Milli Savunma Bakanına derdi ki, “İyi hoş da Sayın Bakan, siz idare olarak itham edilensiniz, kendi kendinize araştırma inceleme yapmışsınız, bu da iyi bir adım. Biz masumuz, diyorsunuz. Olabilir. Araştırma incelemeyi elbette iddialar karşısında idare olarak yapmanız gerek. Fakat yetmez. Bu inceleme ve araştırmaları bağımsız heyetler yapmalı. Ayrıca soruşturma makamları var. Savcılar var.

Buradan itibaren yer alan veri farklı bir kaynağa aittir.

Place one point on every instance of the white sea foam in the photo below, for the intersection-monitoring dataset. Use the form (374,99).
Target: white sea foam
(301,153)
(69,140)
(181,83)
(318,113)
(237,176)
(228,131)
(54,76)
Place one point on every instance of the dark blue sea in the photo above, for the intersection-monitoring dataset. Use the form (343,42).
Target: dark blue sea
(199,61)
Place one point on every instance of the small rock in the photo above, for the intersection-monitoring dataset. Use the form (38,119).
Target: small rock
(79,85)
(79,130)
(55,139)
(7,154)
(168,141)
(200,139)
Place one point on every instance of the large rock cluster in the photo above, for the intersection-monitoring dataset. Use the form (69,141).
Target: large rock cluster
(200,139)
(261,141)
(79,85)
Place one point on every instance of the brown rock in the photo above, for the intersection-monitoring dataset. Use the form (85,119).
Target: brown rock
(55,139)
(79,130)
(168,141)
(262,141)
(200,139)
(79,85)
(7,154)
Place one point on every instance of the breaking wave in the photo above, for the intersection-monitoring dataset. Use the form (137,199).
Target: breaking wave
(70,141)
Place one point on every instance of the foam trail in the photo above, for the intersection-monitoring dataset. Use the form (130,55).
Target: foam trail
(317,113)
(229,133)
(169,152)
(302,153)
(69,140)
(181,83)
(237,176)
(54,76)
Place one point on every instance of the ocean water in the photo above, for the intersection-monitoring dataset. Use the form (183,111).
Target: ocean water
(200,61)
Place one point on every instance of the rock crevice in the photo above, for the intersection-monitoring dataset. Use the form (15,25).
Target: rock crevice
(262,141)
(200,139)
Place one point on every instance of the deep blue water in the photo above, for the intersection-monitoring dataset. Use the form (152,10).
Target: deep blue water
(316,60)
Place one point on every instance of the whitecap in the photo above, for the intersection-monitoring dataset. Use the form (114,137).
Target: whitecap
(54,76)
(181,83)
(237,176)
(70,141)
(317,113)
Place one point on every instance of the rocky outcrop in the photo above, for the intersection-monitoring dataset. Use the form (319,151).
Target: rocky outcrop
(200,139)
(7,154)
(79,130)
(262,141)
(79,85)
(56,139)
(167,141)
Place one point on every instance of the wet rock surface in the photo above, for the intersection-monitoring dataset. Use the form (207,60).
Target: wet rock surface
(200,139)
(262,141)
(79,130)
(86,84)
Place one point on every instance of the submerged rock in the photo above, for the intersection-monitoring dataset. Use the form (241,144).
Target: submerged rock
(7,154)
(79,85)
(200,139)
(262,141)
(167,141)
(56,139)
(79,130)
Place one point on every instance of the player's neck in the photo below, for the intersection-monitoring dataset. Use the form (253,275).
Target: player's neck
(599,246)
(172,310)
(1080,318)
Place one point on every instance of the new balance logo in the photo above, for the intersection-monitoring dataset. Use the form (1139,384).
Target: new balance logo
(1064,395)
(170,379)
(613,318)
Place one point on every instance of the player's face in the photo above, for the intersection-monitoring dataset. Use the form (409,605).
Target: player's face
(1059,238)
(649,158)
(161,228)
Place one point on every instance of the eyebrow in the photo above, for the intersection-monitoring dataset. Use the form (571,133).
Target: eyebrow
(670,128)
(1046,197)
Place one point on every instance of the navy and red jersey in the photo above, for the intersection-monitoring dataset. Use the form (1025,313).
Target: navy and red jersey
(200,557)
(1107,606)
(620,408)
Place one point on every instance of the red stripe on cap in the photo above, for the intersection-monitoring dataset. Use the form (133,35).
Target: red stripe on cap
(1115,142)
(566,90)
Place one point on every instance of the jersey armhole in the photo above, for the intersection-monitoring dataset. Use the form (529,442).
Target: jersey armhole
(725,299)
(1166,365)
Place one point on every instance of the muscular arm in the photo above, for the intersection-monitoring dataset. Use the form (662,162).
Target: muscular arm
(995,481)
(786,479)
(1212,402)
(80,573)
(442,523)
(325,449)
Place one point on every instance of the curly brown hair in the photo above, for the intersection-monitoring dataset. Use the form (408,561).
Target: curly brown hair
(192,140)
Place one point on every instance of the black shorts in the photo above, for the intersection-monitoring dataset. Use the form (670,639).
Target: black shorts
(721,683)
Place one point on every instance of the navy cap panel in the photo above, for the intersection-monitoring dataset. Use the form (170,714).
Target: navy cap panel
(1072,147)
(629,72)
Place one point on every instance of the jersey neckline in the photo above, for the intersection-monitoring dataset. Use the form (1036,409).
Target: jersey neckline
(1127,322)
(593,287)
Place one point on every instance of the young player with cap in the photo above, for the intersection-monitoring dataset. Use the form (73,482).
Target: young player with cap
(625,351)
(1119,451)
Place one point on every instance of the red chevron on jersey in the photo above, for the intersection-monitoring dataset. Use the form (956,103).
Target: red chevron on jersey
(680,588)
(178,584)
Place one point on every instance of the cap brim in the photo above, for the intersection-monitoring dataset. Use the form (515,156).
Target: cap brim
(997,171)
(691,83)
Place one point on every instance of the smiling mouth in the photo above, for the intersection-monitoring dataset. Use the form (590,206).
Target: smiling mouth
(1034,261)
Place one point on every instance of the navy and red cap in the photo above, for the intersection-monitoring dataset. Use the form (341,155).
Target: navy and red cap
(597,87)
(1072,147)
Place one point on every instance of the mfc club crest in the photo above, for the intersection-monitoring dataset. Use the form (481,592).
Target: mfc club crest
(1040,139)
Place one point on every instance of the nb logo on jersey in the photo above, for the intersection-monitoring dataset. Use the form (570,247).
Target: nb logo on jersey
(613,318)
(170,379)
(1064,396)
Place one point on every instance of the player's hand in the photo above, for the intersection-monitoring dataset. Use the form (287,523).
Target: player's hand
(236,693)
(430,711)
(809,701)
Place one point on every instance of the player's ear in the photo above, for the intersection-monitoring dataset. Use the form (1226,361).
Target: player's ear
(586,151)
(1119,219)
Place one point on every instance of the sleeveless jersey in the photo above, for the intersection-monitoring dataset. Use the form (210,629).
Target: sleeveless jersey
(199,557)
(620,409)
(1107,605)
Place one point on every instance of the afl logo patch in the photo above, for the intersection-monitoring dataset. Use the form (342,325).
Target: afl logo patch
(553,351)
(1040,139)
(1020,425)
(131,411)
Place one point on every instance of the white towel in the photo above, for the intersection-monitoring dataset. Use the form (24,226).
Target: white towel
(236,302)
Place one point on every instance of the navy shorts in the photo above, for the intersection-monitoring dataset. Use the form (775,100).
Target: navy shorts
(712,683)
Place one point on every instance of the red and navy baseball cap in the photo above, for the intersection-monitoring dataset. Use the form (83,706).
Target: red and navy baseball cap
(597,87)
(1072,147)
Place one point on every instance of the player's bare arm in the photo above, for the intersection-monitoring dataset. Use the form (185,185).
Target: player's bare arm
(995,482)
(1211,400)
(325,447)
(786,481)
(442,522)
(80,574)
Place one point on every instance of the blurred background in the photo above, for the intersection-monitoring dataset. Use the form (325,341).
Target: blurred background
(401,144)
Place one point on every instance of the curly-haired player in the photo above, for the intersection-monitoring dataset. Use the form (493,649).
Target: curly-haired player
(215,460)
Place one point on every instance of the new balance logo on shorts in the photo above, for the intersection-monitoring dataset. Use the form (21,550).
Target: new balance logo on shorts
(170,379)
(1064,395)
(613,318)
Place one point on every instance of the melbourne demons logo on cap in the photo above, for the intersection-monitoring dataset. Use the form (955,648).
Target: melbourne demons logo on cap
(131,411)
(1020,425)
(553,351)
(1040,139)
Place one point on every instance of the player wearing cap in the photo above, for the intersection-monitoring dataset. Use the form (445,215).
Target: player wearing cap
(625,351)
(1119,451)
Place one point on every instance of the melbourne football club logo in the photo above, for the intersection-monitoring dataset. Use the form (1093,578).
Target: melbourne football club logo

Etkin soruşturmanın esas ve ilkeleri var. ‘Etkin araştırma ve soruşturma yapılmalı’ diyen ben Adli Tıp Profesörü Şebnem Korur Fincancı neden hâlâ tutukluyum?”
Evet neden hâlâ tutuklu, İnsan Hakları Savunucusu Şebnem Korur Fincancı?
-Şebnem Korur Fincancı’ya özgürlük!
Peş peşe Kürt gazetecilere, Kürt kadın aktivistlere 2020, 2021 ve 2022 yıllarında toplu gözaltı ve tutuklama uygulamaları yapıldı. Yılda birkaç kez tekrarlanıyor.
Mesela Şebnem Hoca derdi ki “Gazetecilere, kadınlara baskılara hayır, itiraz etmek gerek.”
Mesela, AYM ve AİHM kararlarına neden uyulmadığını sorardı. Türkiye Cumhuriyeti, Avrupa İnsan Hakları Sözleşmesi’nin 46. maddesine göre, kesinleşmiş Avrupa İnsan Hakları Mahkemesi kararlarına uyacağını taahhüt etmiştir.” 46. madde şöyledir:
“Kararların bağlayıcılığı ve infazı
1. Yüksek Sözleşmeci Taraflar, taraf oldukları davalarda mahkemenin verdiği kesinleşmiş kararlara uymayı taahhüt ederler.”
Bu taahhüde neden uyulmuyor ve söz gelimi Osman Kavala ve Selahattin Demirtaş neden hâlâ tutuklu?
Bir de Anayasa Mahkemesi kararlarının uygulanması ve bu kararlara uyma sorunu var. Mesela Anayasa’nın 138. maddesi, “Yasama ve yürütme organları ile idare, mahkeme kararlarına uymak zorundadır; bu organlar ve idare, mahkeme kararlarını hiçbir suretle değiştiremez ve bunların yerine getirilmesini geciktiremez” der.
Mesela Anayasa’nın 153. maddesi “Anayasa Mahkemesi kararları Resmi Gazete’de hemen yayımlanır ve yasama, yürütme ve yargı organlarını, idare makamlarını, gerçek ve tüzel kişileri bağlar” hükmünü taşır.
Peki neden “barış akademisyenleri” beraat ettikleri halde görevlerine iade edilmiyorlar? Neden OHAL Komisyonu ve İdare Mahkemeleri hâlâ Anayasa Mahkemesinin beraat etmeleri gerekirken cezalandırılmış olmalarını hak ihlali olarak değerlendirmesine ve kesin olarak karara bağlamasına rağmen iade kararları vermiyorlar?
Şebnem Hoca dışarıda olsa benim hemen aklıma geliveren insan hakları ve özgürlüklerine aykırılıkları sorar, söyler ve yazardı.